In this problem we are given that $$\omega_{1}$$=0.25rad/s and $$\omega_{2}$$=0.4rad/s, the length of the crane boom, denoted as $$x_{B/A}$$, is 20ft. Additionally, all angular velocity is constant, i.e. $$\alpha$$=0. Similarly, u=1.5ft/s and $$\frac{du}{dt}$$=0.

I'm trying to find out what the acceleration of point B with respect to A is in this instant.

I began by using given equations for motion in a non-inertial reference frame: $$a_{B/A}$$=$$\alpha \times r_{B/A}$$ + $$\omega \times (\omega \times r_{B/A})$$ + $$2\omega \times (\frac{dr_{B/A}}{dt})_{Oxy}$$ + $$(\frac{d^{2}r_{B/A}}{dt^{2}})_{Oxy}$$

This yields the following:
$$a_{B/A}$$=0$$\times \begin{bmatrix} 0 \\ 20\sin{30} \\ 20\cos{30}\end{bmatrix}$$ + $$\begin{bmatrix}0.4 \\ 0.25 \\ 0\end{bmatrix} \times \left(\begin{bmatrix}0.4 \\ 0.25 \\ 0\end{bmatrix} \times \begin{bmatrix} 0 \\ 20\sin{30}\\20\cos{30}\end{bmatrix}\right)$$+$$2\begin{bmatrix}0.4\\0.25\\0\end{bmatrix}\times\begin{bmatrix} 0 \\ 1.5\sin{30} \\1.5\cos{30}\end{bmatrix}$$+0=$$\begin{bmatrix}1.65 \\ -2.64\\-3.25\end{bmatrix}$$

Curiously, the y and z components of my answer are correct, but the x component is off by 1: it should be 2.65.

I'm not entirely sure where I've gone wrong here - I think there is something incorrect about my conceptual understanding of motion in rotating frames.

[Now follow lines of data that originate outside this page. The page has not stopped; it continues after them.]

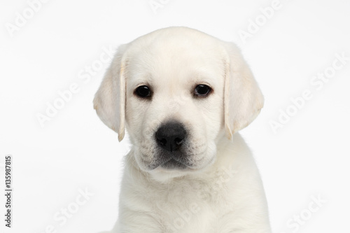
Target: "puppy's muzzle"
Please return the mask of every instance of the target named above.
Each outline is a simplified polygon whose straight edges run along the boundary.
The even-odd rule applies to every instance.
[[[179,122],[167,122],[155,132],[157,144],[169,152],[178,150],[186,140],[186,131]]]

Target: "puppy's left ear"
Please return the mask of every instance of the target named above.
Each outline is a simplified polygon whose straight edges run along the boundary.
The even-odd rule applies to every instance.
[[[239,49],[233,43],[225,43],[225,128],[226,136],[249,125],[264,105],[264,97]]]
[[[125,134],[125,50],[126,45],[118,48],[94,99],[94,108],[98,116],[106,125],[118,133],[119,141]]]

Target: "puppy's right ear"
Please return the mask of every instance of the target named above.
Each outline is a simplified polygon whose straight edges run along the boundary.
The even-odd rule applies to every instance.
[[[125,50],[126,45],[118,48],[94,99],[94,108],[98,116],[106,125],[118,133],[119,141],[125,134]]]

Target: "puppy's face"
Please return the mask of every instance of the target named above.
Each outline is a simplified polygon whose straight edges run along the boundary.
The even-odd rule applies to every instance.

From my understanding, the Coriolis force is created from the linear component of the velocity relative to the rotating frame. I.e., if u = 1.5ft/s, that should imply that the Coriolis acceleration of point b is $$2\begin{bmatrix}0.4\\0.25\\0\end{bmatrix}\times\begin{bmatrix} 0 \\ 1.5\sin{30} \\1.5\cos{30}\end{bmatrix}$$. Otherwise, if u were 0, then that should imply that the coriolis acceleration is 0. This matches up with my conceptual understanding of Coriolis acceleration. If you are standing still on Earth's surface, there is no Coriolis acceleration, but the second you start moving independently of Earth's surface, say, by running and jumping, you begin to develop a small Coriolis acceleration.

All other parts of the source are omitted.